On May 23, 2022, at 10:30 UTC Sentry experienced networking issues across part of our infrastructure which resulted in some delays in ingestion, notifications, and alerts. We alerted our service provider, Google Cloud Platform, who restored connectivity. Our engineering teams encountered some issues with recovery before we were able to start ingesting new events at a normal rate and start processing the backlog of data which was fully completed by May 24, 2022, 02:05 UTC.

We apologize for any inconvenience this may have caused.

Timeline (in UTC)

May 23

10:25 — Responded to alerts that Snuba consumers were accumulating large backlogs of data.

10:30 — Identified the issues that originated within our metrics Clickhouse cluster.

10:37 — Experienced timeouts across our metrics services and some hosts became unreachable via ssh.

10:40 — Restarting hosts seemed to resolve the issue however one of our Kafka clusters became unreachable.

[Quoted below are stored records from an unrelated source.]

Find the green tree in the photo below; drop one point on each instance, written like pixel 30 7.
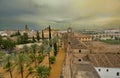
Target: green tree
pixel 48 50
pixel 25 49
pixel 1 41
pixel 8 44
pixel 33 39
pixel 22 39
pixel 38 36
pixel 52 59
pixel 40 58
pixel 42 35
pixel 9 64
pixel 55 49
pixel 50 35
pixel 55 46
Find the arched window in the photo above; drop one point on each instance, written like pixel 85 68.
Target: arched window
pixel 79 51
pixel 79 60
pixel 107 70
pixel 99 69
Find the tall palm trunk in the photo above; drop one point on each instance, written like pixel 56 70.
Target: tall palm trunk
pixel 11 74
pixel 49 59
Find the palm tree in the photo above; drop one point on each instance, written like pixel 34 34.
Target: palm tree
pixel 41 49
pixel 42 71
pixel 25 49
pixel 22 59
pixel 34 48
pixel 9 63
pixel 55 46
pixel 42 35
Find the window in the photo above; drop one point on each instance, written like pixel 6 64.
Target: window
pixel 99 69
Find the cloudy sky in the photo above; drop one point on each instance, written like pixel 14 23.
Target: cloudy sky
pixel 61 13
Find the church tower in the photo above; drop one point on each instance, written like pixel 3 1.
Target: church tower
pixel 26 28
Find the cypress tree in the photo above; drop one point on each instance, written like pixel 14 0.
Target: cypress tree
pixel 42 35
pixel 55 49
pixel 50 35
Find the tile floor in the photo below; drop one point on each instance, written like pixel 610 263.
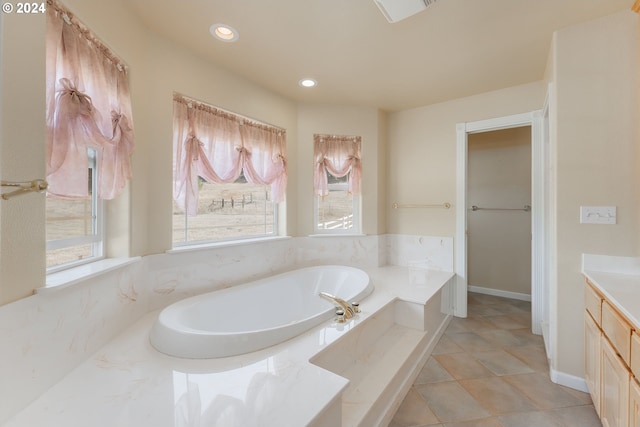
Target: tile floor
pixel 488 370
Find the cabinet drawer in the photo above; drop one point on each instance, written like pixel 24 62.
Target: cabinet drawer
pixel 593 303
pixel 635 354
pixel 617 330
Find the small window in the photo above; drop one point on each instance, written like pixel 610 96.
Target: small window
pixel 74 226
pixel 337 182
pixel 238 210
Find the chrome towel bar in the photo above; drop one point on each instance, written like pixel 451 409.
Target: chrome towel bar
pixel 441 205
pixel 35 186
pixel 526 208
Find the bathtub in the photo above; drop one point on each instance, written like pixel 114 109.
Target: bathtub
pixel 255 315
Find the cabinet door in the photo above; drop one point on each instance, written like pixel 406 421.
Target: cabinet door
pixel 614 397
pixel 634 403
pixel 592 359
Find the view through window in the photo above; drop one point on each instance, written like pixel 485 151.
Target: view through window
pixel 336 210
pixel 73 227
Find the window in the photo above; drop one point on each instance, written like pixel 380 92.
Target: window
pixel 90 137
pixel 74 227
pixel 338 211
pixel 227 212
pixel 337 176
pixel 229 175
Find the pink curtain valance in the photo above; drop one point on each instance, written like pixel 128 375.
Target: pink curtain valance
pixel 88 106
pixel 218 146
pixel 339 156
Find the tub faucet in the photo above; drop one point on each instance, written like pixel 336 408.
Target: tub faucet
pixel 349 309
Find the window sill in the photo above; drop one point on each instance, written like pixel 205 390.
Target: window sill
pixel 64 279
pixel 205 246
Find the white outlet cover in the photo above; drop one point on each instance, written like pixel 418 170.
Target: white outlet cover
pixel 598 215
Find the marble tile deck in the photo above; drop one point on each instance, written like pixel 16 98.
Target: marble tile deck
pixel 488 370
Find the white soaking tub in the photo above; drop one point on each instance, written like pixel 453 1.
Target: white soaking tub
pixel 257 314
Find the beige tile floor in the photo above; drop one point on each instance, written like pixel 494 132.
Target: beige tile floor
pixel 488 370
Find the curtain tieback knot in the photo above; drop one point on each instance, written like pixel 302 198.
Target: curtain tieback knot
pixel 194 145
pixel 79 98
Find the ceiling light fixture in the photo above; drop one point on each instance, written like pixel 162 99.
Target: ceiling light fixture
pixel 224 32
pixel 308 83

11:14 — Reached out to Google Cloud support

11:15 — We continued to restart other unreachable hosts with varying success

13:03 — Meeting with Google Cloud confirmed infra issues; we proceed with their recommendation to migrate our hosts

14:27 — Google Cloud investigation completed and mitigation underway

15:39 — Web hosts restarted on different nodes to fix Sentry.io availability

15:55 — Diverted Clickhouse traffic to healthy hosts

16:10 — Backend systems started ingesting new events; backend systems started processing backlog

16:35 — Google Cloud incident given all clear with a rollback of changes

16:37 — Ingestion had stopped; started to re-attached file storage with additional space

16:46 — Ingestion restarts at normal rate

17:12 — Snuba consumer memory increased to cope with large batches

18:27 — Completed Clickhouse replication completed and queries are evenly distributed again

22:59 — Optimize backlog processing job scheduled for 24:00

May 24

02:05 — Backlog processing completed

Duration of Instability: 9 hours, 5 minutes

Root Cause

A networking change was rolled out to Google Cloud Networking which caused some instances in Google Compute Engine in us-central1-b to become unreachable. This negatively impacted parts of our stack that could not successfully handle partial failures.

Remediation Plan

We have short term plans to improve our data backlog processing times by:

Adding connection pooling to Redis
Scaling up our Celery processing pipeline

Our longer term goal is to enable a standby Clickhouse cluster that resides in a separate zone/region. This is aligned to our overall strategy as outline from the May 6th incident to provide better failover capabilities.